Effect of PQ on expression of the ferroptosis markers (12Lox, Cox2, SLC7A11, and GPX4), the contents or ratio of GSH and GSSG, and the ratio of NADP+/NADPH. (a, b) Cells were cultured with or without PQ for 24 h, and then, the proteins were extracted. 12Lox, Cox2, SLC7A11, and GPX4 in SH-SY5Y cell lysates were detected by western blot. Protein levels were also analyzed by calculating the ratio ± SEM (n = 5) of their band intensities over that of actin. ^∗p < 0.05 and ^∗∗∗p < 0.001 compared with control cells by ANOVA. (c–e) Cells were cultured with or without PQ for 24 h, and then, contents or ratio of GSH and GSSG and the ratio of NADP+/NADPH were detected by related kits as described in text. Data were expressed as a percentage of the untreated control ± SEM (n = 5). ^∗p < 0.05, ^∗∗p < 0.01, and ^∗∗∗p < 0.001 compared with the control group by ANOVA.

3.4. PQ Caused the Cellular Iron Accumulation and Ferritinophagy in SH-SY5Y Cells

Intracellular iron homeostasis plays an important role in maintaining normal physiological function of the body.

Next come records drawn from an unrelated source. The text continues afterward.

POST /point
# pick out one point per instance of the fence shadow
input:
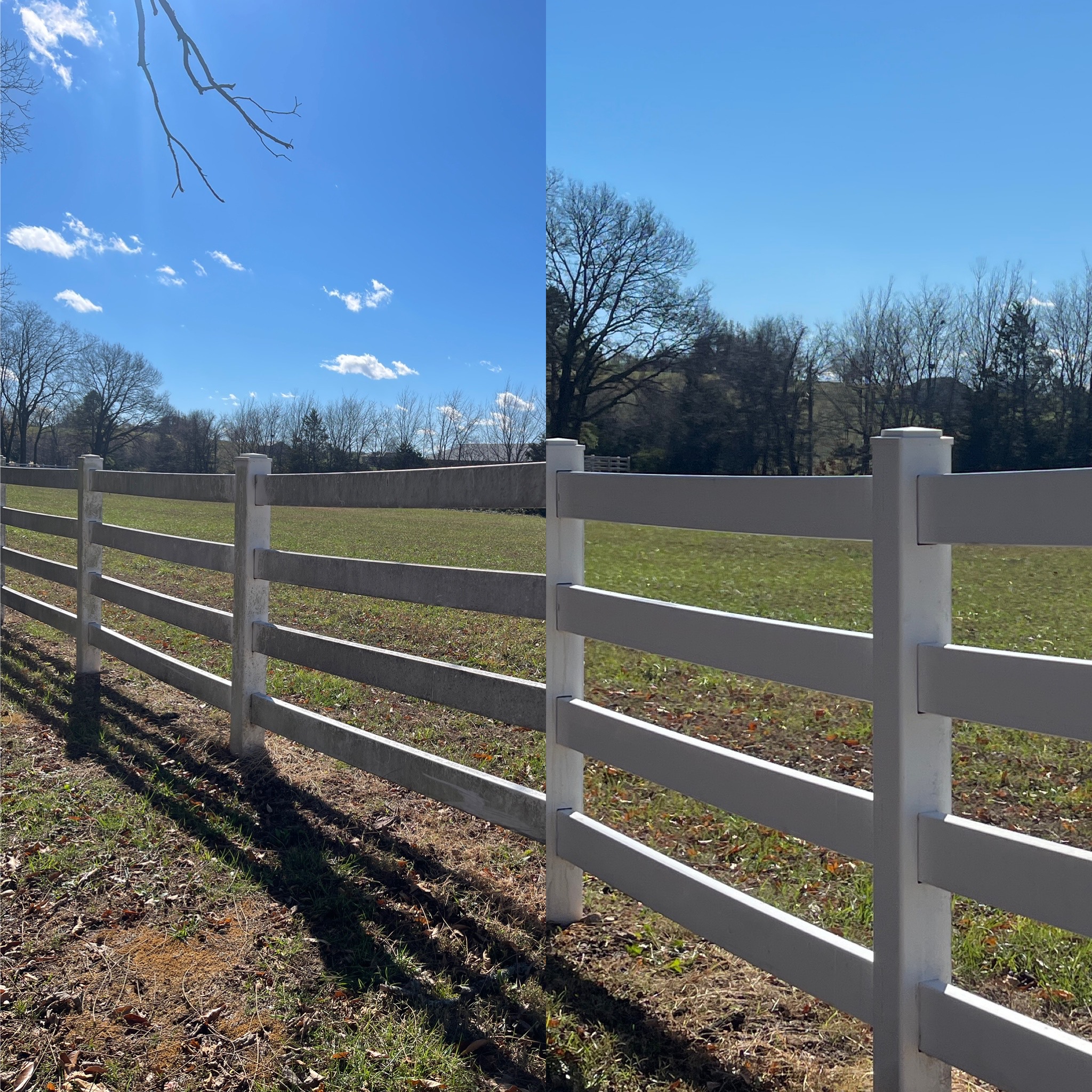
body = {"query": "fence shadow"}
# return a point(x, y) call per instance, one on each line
point(127, 740)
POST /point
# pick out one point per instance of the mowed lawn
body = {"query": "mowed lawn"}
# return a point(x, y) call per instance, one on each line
point(1025, 600)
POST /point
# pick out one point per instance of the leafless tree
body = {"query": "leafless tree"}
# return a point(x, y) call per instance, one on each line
point(36, 357)
point(515, 423)
point(119, 398)
point(18, 86)
point(205, 81)
point(456, 421)
point(344, 419)
point(404, 423)
point(617, 311)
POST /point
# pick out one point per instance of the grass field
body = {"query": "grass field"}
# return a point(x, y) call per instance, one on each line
point(1015, 599)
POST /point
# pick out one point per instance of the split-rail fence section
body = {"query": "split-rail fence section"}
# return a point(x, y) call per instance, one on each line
point(912, 509)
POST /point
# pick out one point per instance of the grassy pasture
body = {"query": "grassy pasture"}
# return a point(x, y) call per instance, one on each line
point(1024, 600)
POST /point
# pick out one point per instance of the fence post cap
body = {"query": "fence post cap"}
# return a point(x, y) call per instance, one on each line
point(912, 433)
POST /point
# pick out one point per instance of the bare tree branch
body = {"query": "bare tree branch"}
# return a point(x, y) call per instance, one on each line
point(17, 90)
point(190, 50)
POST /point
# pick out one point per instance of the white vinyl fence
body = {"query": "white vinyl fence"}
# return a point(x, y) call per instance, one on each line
point(912, 510)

Intracellular iron homeostasis is tightly regulated by iron metabolism-related proteins including heavy ferritin (FtH), light ferritin (FtL), transferrin receptor1 (TfR1), divalent metal ion transporter1 with IRE (DMT1+IRE) or without IRE (DMT1-IRE), and FpN1. Therefore, we investigated the changes of these proteins and found that the expression levels of FtH and FtL, which were iron-storage proteins, were downregulated in PQ-treated SH-SY5Y cells. PQ also promoted the iron absorption by upregulated TfR1, DMT1 (+IRE), and DMT1 (-IRE) which were responsible for iron intake, meanwhile, promoting iron release by upregulating the expression of FpN1 which was the only characterized iron exporter in mammals as shown in Figures 3(a) and 3(b). Under normal physiological conditions, iron overload caused upregulation of ferritin expression and downregulation of TfR1 by the IRE/IRP pathway. Here, under administration of PQ, we wanted to know whether downregulation of ferritin expression meant lower intracellular iron levels. Therefore, we tested the iron contents in cytoplasm and mitochondria. The results showed that PQ significantly caused the iron accumulation in cytoplasm and in mitochondria as shown in Figures 3(c) and 3(d). Nuclear receptor coactivator 4 (NCOA4) mediated ferritinophagy is an autophagic phenomenon that specifically involves ferritin to release intracellular free iron and iron overload [33]. We found that PQ increased the iron levels through upregulating NCOA4 expression and initiating ferritinophagy pathway as shown in Figure 3(a).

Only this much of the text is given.